In other words, technology.
Every venture capitalist is looking to invest in the next Uber, that standard-bearer for marketplace disruption, said Golob.
Companies in the transportation and logistics field may not always recognize the opportunity for investment and innovation because too often companies see new and disruptive technology as serving their end customer, and for many today that’s the Millennial generation. But, technology is also part and parcel of the internal operations at companies across the logistics industry. And who staffs those internal operations now? Millennials, Golob said.
“We’ve all been talking about the Millennials right?” Golob said. But the industry needs to focus on Millennials as a customers just as much as “the different expectations they have in their work environment.”
“People who use iPhones in their daily lives don’t want to be on the phone calling people and typing numbers into a spreadsheet,” Diresta added. “These are guys in their 20s looking to book freight through this arcane process.”

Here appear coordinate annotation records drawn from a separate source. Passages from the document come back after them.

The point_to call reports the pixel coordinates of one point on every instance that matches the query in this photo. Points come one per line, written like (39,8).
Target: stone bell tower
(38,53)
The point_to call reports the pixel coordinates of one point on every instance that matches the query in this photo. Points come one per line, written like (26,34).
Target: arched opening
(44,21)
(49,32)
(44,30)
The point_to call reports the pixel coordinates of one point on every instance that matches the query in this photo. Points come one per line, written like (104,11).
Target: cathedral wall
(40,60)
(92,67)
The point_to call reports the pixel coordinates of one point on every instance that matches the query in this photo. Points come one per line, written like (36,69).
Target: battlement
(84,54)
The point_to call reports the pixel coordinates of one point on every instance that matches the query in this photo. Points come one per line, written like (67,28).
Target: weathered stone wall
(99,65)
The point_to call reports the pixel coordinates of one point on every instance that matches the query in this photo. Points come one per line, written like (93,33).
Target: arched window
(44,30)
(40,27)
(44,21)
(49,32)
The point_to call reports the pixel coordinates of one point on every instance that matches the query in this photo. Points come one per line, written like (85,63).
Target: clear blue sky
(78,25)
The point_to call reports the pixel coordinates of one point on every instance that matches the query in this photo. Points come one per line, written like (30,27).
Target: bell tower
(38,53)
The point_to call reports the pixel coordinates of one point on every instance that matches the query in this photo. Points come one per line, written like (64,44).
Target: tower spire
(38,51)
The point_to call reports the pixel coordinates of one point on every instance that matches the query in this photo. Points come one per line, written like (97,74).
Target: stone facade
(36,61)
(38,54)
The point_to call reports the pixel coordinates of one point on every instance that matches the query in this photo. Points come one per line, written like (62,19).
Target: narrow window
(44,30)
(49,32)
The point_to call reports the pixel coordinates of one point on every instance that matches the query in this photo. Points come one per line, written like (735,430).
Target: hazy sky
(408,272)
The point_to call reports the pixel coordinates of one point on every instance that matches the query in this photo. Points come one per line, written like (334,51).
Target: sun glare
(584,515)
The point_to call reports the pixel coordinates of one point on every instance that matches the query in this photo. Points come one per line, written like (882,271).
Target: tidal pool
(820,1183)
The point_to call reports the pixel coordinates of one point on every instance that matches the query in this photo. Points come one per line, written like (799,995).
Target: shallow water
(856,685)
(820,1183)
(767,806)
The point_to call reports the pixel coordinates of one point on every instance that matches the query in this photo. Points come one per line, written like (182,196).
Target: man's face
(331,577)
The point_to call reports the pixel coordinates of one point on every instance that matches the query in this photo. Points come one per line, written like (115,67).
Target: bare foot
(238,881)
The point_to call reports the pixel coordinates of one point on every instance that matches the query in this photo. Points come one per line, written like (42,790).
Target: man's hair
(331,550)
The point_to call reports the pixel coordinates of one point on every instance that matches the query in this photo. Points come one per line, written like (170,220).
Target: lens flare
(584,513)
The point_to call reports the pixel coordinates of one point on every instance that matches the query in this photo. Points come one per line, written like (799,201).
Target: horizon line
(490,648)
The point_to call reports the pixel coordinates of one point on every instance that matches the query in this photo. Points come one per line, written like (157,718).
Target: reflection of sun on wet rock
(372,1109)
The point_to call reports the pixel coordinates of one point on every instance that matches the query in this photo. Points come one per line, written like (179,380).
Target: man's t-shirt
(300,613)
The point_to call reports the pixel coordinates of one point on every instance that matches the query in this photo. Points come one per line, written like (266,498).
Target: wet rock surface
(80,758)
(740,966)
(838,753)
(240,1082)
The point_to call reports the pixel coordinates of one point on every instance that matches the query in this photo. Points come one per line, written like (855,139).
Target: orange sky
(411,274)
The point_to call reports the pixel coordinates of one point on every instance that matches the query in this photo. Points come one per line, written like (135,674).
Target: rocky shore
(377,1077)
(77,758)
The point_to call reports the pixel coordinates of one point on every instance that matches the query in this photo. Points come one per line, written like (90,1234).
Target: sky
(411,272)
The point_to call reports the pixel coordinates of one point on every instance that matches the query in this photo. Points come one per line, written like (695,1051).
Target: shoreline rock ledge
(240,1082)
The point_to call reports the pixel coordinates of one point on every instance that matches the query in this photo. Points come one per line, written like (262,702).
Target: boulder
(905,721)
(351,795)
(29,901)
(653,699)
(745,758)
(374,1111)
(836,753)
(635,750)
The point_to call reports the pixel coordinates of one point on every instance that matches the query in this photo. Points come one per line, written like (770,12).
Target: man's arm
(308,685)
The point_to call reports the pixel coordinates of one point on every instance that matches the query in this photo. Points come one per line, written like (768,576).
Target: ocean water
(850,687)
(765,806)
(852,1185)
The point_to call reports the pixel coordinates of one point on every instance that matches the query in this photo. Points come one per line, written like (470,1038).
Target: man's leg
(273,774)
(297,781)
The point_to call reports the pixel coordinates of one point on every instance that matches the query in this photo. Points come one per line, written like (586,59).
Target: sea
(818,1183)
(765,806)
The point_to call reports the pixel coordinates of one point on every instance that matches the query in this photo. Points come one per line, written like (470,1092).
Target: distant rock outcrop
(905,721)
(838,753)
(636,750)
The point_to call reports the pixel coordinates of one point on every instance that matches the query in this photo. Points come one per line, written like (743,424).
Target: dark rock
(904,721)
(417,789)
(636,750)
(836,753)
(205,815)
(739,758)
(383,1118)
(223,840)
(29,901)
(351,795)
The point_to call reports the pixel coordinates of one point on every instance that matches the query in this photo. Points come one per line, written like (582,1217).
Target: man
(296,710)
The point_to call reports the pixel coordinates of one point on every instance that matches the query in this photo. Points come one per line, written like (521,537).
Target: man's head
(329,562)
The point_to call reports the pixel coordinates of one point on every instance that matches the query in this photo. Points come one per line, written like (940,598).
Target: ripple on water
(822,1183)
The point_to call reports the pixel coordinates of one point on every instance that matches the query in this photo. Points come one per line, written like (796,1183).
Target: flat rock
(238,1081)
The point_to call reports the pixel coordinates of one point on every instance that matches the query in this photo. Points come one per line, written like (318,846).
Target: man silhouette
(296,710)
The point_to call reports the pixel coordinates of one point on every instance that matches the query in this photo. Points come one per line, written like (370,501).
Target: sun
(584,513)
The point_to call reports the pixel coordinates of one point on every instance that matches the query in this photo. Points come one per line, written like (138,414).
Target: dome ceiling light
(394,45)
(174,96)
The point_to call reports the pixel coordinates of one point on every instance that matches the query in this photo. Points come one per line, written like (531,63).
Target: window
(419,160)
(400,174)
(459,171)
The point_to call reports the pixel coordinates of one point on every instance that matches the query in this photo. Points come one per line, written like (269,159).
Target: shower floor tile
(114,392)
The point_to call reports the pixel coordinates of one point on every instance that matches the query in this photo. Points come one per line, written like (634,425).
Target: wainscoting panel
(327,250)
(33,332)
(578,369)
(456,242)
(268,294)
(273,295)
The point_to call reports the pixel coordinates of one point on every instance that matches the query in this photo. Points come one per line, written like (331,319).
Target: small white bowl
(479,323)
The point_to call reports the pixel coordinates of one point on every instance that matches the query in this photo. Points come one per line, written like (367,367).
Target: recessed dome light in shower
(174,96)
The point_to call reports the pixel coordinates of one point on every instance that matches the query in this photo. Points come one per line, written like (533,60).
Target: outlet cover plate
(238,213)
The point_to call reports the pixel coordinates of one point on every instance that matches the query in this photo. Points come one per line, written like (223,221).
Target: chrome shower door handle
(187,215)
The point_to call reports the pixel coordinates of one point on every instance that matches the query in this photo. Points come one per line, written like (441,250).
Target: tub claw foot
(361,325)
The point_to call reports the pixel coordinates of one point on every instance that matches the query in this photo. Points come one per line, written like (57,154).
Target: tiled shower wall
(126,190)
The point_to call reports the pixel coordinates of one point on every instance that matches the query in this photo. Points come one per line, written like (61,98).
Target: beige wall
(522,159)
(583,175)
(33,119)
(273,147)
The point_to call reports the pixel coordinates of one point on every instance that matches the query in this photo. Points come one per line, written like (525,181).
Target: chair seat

Diresta and Golob acknowledged there remains a reluctance in the logistics field when it comes to innovative investment. It may take a cultural revolution in the industry to adapt to a more Silicon Valley frame of mind.
It is an enterprise where risk is a given, Diresta said. “The assumption in the Valley is that you will fail fast.”
She, once again, turned to Uber to illustrate her point. The company, which started seven years ago in San Francisco with $200,000 in seed funding and a fleet of Uber “black cars” is today an international company with an estimated worth of $62.5 billion.